Only trivial solutions I can think of are 0 or of the form 2^n (n being integer, of course), because any other inverse of a would result an infinite binary expansion. But floating point arithmetic is finite in precision, so are there non-trivial variants that work correctly (at least on some rounding mode)?

Quick empirical estimation suggests that no values which would avoid errors, apart from powers of two, really exist. There are constants for which rounding errors are rarer than for others, but even for the square root of two which is one of the better candidates almost 13% of results are wrong, and for the square root of three which is on the worse end around 50% of results are off.

On average, multiplication by floating point inverse seems to differ from IEEE division for about 27% of (uniformly distributed) values.

Yeah 1/y is only exact for POT. Reference support: https://hal.inria.fr/ensl-00409366

And the approximate number of exact is also tight. Reference: http://perso.ens-lyon.fr/jean-michel.muller/fpdiv.html (in the supplement)

The difference identified appears to be related to how round-off is applied to the last bit for floating point numbers.

-ffast-math also modifies how round-off is applied.

The other modifier is multi-threaded calculations, which frequently has a more significant effect on round-off, not only for the last bit but for more significant precision loss in sums, often with more significant effects.
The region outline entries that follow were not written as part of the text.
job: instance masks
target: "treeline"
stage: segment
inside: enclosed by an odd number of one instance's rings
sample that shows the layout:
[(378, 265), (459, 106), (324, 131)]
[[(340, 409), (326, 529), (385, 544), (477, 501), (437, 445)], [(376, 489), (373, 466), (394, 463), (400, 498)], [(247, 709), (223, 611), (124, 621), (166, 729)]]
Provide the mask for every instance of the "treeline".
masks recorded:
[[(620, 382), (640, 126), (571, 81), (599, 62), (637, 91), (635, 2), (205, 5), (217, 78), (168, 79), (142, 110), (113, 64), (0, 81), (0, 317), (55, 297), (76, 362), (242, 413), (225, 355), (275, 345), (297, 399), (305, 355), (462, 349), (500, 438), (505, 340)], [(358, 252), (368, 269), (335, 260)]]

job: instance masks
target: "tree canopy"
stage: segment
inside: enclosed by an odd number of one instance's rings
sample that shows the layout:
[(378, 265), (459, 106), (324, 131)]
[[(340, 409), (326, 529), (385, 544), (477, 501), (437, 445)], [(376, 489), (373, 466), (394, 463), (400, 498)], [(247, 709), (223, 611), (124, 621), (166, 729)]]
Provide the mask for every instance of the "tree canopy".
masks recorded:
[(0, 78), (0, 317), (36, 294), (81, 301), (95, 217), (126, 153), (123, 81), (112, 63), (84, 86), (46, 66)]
When summing floating point values, any assessment of the significance of this last-bit error needs to consider the accuracy available from the input values, which should show the available accuracy is much less than this last-bit error. Variations in the last bit are rarely a significant problem.

I’m not quite following this. By multi-threaded I assume you mean breaking a serial computation into parts, calculating the parts and then recombining the result?

Although this leads to a

differentresult in general it is not obvious to me that it generally leads to a less precise result.Indeed, for basic examples like a sum of all elements in a vector, I would expect multiple accumulators needed for parallel sums to

reduceerror since magnitudes are smaller and split across more mantissa bits.I agree that in some cases summing the parts can reduce the apparent error.
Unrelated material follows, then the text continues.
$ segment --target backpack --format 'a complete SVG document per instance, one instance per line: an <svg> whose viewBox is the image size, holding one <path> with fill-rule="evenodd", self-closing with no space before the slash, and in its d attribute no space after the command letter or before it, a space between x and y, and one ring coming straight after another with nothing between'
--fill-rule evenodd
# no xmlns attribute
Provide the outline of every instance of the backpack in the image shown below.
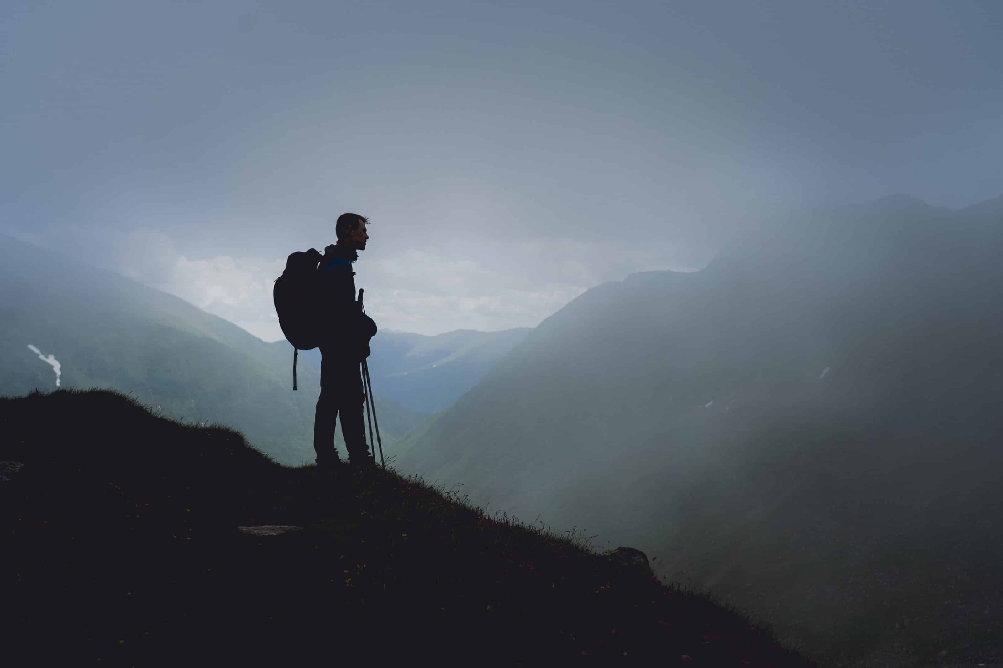
<svg viewBox="0 0 1003 668"><path fill-rule="evenodd" d="M316 248L291 253L286 269L273 282L272 300L279 314L279 326L293 345L293 390L296 390L296 359L300 351L310 351L321 343L323 309L318 308L317 265L323 257Z"/></svg>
When subtracting two near equal values (a-b), the accuracy is not due to the last bit adjustment, but an assessment of the available accuracy of a and b. So I often find that the maximum error estimate, based on the (storage) accuracy of each input value, can be more significant than the error due to using the inverse.

It is in sums, rather than products that accuracy needs to be reviewed.

The main question is how big the loss in accuracy is compared to the performance gains.

In your example, the error probably is about 1 ulp? That is usually well within tolerance.